A colheita do “Umbu”
Dito por Euclides da Cunha, na obra ‘Os Sertões’ (1905), “É a arvore sagrada do sertão”, se, em tupi-guarani, o “Ymbu” tem como tradução “árvore que dá de beber”, podia eu, caririzeiro aqui do Semiárido, definir-te como “árvore escola – resistência de um viver”.
Convivo com um umbuzeiro em especial, que há muito me viu crescer, e a ele compartilhei momentos de uma vida Severino, essa que só os Severinos sabem dizer; juntos, vivemos estações e tormentas que só os fortes sobrevivem em saber.
Quando, no período de inverno ou verão, tua sombra me fez abrigo, com folhas ou sem, me abrigaste e a ti confessei, na presença de Deus, sentimentos só nossos, meus, que, no carinho do encontro, perdão e gratidão confessados e marcados nas curvas dos galhos, e abençoado pelo canto dos passarinhos.
Já subi na tua copa – menino, moleque e homem crescido – para contemplar o horizonte e observar lá do alto o tempo e suas fazes; também já fiz subir meus filhos, como em oração, para receber tua bênção.
Já estive lá, levado por meus pais, estive com meus irmãos, estive lá em adoração, louvação, amor e paixão.
Na sequidão de um verão prolongado, sabia que nas tuas raízes batatas reservavam água para suprir a sede e a solidão. Respeitei-te, mas contemplei o milagre da vida ali, embutida em reserva e prontidão, lição para aquele homem – eu, que caminhou muitas vezes em seca e desilusão.
Ensinava-me tu também a partilhar o sabor do teu fruto, com todos e para todos, que sentem nessa doçura e sabor, a lição da partilha do melhor, para que, no melhor, respeitem os sabores, respeitem as flores daquela árvore em brotos, em pleno Sertão.
Atravessar estações está em ti, Umbuzeiro amigo.

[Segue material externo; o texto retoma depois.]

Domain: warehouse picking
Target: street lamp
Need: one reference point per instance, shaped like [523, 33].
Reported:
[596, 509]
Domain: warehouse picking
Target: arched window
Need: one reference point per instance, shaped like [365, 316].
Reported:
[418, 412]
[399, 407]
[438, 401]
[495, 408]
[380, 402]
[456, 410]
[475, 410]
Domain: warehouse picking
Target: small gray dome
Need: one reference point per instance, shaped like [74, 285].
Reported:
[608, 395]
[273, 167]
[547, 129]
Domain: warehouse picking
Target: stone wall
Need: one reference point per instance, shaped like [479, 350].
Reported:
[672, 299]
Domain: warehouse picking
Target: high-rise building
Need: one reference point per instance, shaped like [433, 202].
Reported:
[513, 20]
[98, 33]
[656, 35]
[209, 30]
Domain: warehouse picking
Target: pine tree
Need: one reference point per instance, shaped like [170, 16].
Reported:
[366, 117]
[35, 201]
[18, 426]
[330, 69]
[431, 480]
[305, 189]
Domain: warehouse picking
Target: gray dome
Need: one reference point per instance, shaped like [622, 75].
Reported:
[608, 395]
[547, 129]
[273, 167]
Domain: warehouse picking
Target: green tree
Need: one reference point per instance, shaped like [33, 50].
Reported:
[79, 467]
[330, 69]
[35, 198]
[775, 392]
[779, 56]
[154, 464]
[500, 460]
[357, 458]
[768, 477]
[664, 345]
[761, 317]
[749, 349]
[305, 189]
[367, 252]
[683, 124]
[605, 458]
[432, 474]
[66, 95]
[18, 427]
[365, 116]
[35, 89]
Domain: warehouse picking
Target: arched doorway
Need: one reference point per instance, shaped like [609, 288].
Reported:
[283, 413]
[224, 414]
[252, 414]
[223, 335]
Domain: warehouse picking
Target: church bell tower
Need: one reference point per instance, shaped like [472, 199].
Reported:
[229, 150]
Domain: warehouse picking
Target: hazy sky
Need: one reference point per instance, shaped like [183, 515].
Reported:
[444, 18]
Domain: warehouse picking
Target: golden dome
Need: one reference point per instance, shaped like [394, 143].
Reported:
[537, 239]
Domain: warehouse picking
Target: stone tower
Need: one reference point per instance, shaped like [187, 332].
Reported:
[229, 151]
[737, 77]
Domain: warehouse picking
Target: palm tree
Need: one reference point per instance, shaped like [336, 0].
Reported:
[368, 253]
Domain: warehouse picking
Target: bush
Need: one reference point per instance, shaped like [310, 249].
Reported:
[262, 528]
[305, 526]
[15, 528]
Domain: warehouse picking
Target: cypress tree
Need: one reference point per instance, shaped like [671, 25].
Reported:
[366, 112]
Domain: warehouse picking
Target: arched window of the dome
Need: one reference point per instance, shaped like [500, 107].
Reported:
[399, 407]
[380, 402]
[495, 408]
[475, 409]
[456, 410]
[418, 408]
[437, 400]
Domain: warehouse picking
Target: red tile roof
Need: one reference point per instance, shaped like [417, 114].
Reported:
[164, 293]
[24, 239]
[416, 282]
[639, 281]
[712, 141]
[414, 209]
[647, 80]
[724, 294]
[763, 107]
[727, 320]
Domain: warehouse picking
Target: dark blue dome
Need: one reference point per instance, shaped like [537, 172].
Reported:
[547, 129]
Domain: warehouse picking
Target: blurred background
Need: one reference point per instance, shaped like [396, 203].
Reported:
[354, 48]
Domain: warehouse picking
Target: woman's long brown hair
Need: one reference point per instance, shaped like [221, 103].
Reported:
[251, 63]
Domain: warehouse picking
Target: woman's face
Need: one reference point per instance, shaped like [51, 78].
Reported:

Contigo estão o sentido da coragem, da resistência, da passagem dos dias difíceis, da solidão sentida, da noite transpassada, contemplando a lua nascer, a clareza da escuridão noturna, sabendo que o sol raiaria, trazendo novo dia.
Dentro de ti, a reserva preciosa para continuar a travessia da vida remete que o menos é mais, posto que escapastes pela tua reserva colhida na água contida.
Restava o serrote, em dentes afiados, pelas mãos do homem – este às vezes sedento de resultado, o golpe final para tua vida de até 300 anos ser findada, interrompendo a jornada que se assemelha à bomba lançada à criança em casa, ao golpe mesquinho da perversão on-line, e ao calar no tirar da liberdade.
Respeito, coragem e resistência, chega-me a próxima colheita do Umbu, onde contemplo hoje teu fruto bom, sem saber quantos anos nos restam, mas vejo nos teus galhos retorcidos e nas rugas e cabelos brancos a mim conferidos, que somos sobreviventes de um mundo no qual vence quem faz a sombra a quem merece, ama a todos com o mesmo sabor do fruto, e, na companhia forte que acrescenta, podemos, agora, esperar a próxima travessia das estações e colher os próximos frutos.